32 bits ASN on Cisco

This is the document I quoted in my first email.

ok for 2500, 2600 they are EOL, but still out there..

but Gary says the software is too new to be used on prod, and you say there is no problem. So who is right? I see that 12.4(24)T has been released in Feb last year. Do people follow the router upgrades closely? What is the common sense?

This is the document I quoted in my first email.
ok for 2500, 2600 they are EOL, but still out there..

A lot of boxes is still out there, sure. Some of them can't be
upgraded, and it is not a problem unique only for Cisco.

but Gary says the software is too new to be used on
prod, and you say there is no problem.

I didn't say there's no problem with the software - depending on your
network size, features, load and millions other characteristics, some
of the software may be unusable, where others will say "it works for
me". 7600 guys should follow 12.2SR track, so the 12.2(33)SRE and
rebuils are natural way of going forward. ISR guys (access) are usually
implementing a multiservice boxes, so need new features - and they
appear in 15.0(1)M, as entire 12.4T line is going EoS/EoL soon.

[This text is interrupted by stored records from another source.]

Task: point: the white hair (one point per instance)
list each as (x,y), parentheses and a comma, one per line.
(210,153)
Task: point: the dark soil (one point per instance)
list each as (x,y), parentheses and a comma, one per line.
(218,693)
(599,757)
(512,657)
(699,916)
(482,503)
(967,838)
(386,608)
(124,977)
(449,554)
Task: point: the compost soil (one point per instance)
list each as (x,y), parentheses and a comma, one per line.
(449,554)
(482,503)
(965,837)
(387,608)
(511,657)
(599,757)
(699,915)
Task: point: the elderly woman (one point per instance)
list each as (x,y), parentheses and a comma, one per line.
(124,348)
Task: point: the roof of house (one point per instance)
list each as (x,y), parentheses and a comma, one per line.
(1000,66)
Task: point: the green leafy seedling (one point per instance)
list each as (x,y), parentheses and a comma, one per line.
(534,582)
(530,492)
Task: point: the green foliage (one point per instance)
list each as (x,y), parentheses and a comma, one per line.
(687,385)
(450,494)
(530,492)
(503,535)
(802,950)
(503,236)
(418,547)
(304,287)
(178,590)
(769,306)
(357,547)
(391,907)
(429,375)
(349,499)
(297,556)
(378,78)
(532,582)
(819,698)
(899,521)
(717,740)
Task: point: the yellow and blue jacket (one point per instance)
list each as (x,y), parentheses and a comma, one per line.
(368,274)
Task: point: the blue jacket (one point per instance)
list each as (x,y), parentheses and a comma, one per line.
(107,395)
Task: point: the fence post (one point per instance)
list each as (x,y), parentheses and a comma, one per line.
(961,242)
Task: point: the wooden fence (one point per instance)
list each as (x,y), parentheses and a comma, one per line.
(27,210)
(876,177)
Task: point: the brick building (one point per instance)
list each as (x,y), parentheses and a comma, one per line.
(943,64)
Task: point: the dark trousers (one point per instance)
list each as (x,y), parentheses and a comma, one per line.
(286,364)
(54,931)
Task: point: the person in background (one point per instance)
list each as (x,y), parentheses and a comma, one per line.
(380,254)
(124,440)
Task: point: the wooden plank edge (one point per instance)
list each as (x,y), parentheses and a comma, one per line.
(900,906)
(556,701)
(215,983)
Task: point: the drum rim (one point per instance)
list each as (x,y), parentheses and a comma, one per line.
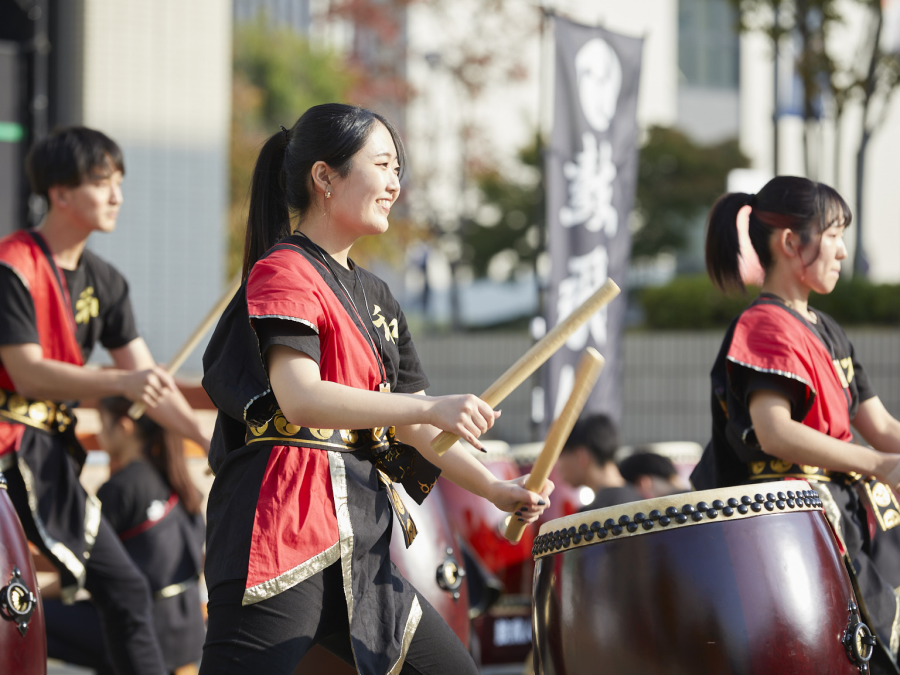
(631,519)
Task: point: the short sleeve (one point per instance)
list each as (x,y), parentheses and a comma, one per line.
(291,334)
(119,327)
(411,376)
(18,323)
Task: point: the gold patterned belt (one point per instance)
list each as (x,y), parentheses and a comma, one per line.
(779,469)
(41,414)
(396,462)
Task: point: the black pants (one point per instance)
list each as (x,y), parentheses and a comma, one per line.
(118,589)
(272,636)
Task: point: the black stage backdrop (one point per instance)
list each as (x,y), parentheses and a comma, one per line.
(591,170)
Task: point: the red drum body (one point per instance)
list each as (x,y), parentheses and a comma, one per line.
(433,565)
(23,639)
(737,581)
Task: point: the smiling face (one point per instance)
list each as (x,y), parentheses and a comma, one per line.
(361,201)
(94,205)
(821,272)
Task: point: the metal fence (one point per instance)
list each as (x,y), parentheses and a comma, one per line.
(666,378)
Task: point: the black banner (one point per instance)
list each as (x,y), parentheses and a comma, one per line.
(591,170)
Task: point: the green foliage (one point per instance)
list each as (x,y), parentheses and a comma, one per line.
(520,212)
(693,303)
(291,74)
(678,181)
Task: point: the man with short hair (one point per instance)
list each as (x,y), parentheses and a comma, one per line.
(652,475)
(587,460)
(57,300)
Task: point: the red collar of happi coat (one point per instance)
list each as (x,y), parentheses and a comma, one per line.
(770,338)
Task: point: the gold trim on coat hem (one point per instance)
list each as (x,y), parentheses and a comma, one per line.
(345,527)
(415,615)
(59,550)
(282,582)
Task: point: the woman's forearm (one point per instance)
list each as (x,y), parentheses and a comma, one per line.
(792,441)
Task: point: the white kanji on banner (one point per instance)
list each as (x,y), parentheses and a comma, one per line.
(591,177)
(586,274)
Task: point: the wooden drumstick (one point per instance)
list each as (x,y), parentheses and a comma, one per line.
(589,367)
(535,357)
(138,408)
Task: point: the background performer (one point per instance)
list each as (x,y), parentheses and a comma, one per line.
(786,384)
(57,300)
(299,516)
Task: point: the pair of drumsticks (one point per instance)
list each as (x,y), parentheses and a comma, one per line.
(586,374)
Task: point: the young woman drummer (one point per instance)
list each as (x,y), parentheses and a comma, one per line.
(299,516)
(787,383)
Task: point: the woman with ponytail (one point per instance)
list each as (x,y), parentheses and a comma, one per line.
(787,385)
(154,507)
(321,409)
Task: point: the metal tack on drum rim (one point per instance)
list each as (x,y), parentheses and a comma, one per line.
(681,510)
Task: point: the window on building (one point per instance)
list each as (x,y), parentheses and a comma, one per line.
(708,43)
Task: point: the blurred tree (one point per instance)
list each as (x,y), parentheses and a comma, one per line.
(829,82)
(678,181)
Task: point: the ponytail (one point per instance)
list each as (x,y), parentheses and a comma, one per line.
(164,450)
(269,219)
(723,247)
(784,203)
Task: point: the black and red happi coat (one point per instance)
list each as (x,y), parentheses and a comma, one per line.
(65,516)
(278,514)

For the legacy platforms, like 1600, 1700, 2600, 3600, 3700 the
last software that runs is 12.4(15)T and rebuilds - and while it's
unfortunate they don't support 32 bit ASNs, they reached EoS status
before the feature was implemented, so according to Cisco rules, no
new features can appear in EoSed software, only fixes.

In reality, you either test yourself if the software is OK for your
network, or pay for such tests/audit. While the line 'trust your
vendor' looks nice, people usually do test before deployment. So
you may get thousands of different opinions what's working and what is
not, but for such discussions it would be better to move to cisco-nsp@.

The reference to a IOS supporting 32-bit ASNs being too fresh
was specific to the 7600 platform and the SRE software train.

As of SRE1, for example, NetFlow v9 template still advertizes
source and destination ASNs fields as 2 bytes long.